Y algunos terminan creyendo cualquier teoría extraña con tal de sentir que ya entendieron cómo funciona el mundo.

Pero hay un detalle.

Intentar entender la vida es como intentar entender una tormenta mientras estás en medio del océano.

No puedes.

Porque eres parte del fenómeno.

Para comprender realmente un fenómeno tendrías que observarlo desde afuera.

Y nosotros jamás podremos salir de la vida para verla completa.

Solo conocemos un pequeño fragmento.

Nada más.

Además, vivimos con una ilusión muy peligrosa.

Olvidamos lo frágiles que somos.

Creemos que tenemos décadas por delante.

Que siempre habrá otro lunes.

Otro año.

Otra oportunidad.

Pero basta una enfermedad.

Un accidente.

Un error de otra persona.

Y absolutamente todo puede terminar.

Eso no debería darte miedo.

Debería darte claridad.

Porque si no puedes controlar la vida...

Entonces deja de desperdiciar energía intentando hacerlo.

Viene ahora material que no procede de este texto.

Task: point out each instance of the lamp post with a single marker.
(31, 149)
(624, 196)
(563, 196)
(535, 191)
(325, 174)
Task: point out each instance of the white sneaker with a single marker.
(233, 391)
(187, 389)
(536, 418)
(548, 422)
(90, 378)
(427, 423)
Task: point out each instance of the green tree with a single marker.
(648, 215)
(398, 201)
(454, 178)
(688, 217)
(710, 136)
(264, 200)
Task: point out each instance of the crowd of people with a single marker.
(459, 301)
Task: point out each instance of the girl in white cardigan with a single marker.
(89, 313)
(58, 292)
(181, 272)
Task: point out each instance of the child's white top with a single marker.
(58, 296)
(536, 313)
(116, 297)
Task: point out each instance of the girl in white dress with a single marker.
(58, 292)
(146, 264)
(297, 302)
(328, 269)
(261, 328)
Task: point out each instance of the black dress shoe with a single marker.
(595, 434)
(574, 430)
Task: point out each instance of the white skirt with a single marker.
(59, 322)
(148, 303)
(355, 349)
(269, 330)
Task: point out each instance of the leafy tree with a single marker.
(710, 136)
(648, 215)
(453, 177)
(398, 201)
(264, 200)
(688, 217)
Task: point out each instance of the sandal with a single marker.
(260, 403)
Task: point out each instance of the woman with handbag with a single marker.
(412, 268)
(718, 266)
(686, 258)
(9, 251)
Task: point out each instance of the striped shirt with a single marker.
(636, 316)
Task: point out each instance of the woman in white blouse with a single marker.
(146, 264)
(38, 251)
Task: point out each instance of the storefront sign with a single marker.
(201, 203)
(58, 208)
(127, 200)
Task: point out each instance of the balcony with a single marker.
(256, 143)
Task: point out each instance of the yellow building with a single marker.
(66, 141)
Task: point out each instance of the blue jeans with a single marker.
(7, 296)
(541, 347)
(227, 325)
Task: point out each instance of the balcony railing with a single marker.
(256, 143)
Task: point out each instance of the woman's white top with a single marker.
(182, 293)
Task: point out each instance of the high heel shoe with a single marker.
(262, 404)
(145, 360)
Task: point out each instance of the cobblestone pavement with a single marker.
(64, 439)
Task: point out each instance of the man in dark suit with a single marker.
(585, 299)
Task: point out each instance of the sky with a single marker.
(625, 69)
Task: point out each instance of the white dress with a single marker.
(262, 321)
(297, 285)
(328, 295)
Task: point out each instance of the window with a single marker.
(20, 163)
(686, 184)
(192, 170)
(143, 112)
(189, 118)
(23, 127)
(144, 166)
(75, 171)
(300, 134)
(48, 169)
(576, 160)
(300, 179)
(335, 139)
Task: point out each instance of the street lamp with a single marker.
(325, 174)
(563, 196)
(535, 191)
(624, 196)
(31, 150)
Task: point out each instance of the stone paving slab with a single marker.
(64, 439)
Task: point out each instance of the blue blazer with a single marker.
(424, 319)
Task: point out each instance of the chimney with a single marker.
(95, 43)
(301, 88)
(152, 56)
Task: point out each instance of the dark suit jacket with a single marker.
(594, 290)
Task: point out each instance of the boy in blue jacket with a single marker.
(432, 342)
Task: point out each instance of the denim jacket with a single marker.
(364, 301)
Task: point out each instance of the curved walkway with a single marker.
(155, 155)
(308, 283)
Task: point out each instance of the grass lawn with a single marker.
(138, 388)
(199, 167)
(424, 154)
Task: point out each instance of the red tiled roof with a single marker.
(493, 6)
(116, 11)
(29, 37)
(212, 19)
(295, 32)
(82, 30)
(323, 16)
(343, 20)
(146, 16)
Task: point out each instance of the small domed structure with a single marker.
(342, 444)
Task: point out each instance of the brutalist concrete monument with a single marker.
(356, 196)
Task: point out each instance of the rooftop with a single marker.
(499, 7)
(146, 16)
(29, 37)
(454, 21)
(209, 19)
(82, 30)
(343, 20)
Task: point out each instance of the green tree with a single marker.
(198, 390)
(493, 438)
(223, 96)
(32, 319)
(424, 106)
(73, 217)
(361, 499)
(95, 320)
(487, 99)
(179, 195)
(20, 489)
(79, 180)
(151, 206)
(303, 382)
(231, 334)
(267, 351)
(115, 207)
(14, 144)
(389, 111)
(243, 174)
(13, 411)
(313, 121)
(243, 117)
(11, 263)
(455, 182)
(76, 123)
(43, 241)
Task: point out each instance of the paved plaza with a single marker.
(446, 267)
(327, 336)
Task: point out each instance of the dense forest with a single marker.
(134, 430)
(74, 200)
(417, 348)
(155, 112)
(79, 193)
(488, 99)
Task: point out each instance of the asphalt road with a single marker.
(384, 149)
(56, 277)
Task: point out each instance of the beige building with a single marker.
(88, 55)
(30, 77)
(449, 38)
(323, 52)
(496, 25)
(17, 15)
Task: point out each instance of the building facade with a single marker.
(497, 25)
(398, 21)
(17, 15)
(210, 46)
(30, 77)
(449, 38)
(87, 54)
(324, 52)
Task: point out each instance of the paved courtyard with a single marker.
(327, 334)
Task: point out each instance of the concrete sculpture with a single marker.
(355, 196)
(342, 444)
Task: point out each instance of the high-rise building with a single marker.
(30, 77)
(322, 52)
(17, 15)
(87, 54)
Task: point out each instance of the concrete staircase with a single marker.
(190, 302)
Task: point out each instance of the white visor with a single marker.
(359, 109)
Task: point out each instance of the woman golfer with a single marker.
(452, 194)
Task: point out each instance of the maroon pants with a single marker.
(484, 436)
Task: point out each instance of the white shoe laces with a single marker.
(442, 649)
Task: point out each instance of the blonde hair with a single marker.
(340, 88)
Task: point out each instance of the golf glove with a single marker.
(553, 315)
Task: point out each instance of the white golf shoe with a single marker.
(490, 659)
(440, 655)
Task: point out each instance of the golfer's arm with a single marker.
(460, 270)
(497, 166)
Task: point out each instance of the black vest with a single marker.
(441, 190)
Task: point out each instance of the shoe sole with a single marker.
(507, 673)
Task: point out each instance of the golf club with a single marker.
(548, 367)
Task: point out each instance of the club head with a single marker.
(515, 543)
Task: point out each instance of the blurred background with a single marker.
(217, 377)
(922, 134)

Controla lo único que realmente te pertenece.

Tus decisiones.

Tus hábitos.

Tu disciplina.

Tu forma de reaccionar cuando las cosas salen mal.

Y, sobre todo...

Tu propósito.

El propósito es lo que convierte una vida corta en una vida enorme.

Es lo que hizo que hombres comunes construyeran empresas.

Compusieran música.

Escribieran libros.

Descubrieran nuevas ideas.

Crearan imperios.

Todos terminaron muriendo.

Pero murieron caminando hacia algo.

Ese es el secreto.

No vivir mucho.

Sino vivir apuntando hacia una dirección.

Mi consejo es simple.

Haz cosas.

Viaja.

Entrena.

Conoce personas.

Fracasa.

Cambia de opinión.

Aprende habilidades.

Construye negocios.

Lee.

Enamórate.

Que te rompan el corazón.

Vuélvete a levantar.

Prueba de todo.

Porque el propósito rara vez aparece sentado en tu habitación.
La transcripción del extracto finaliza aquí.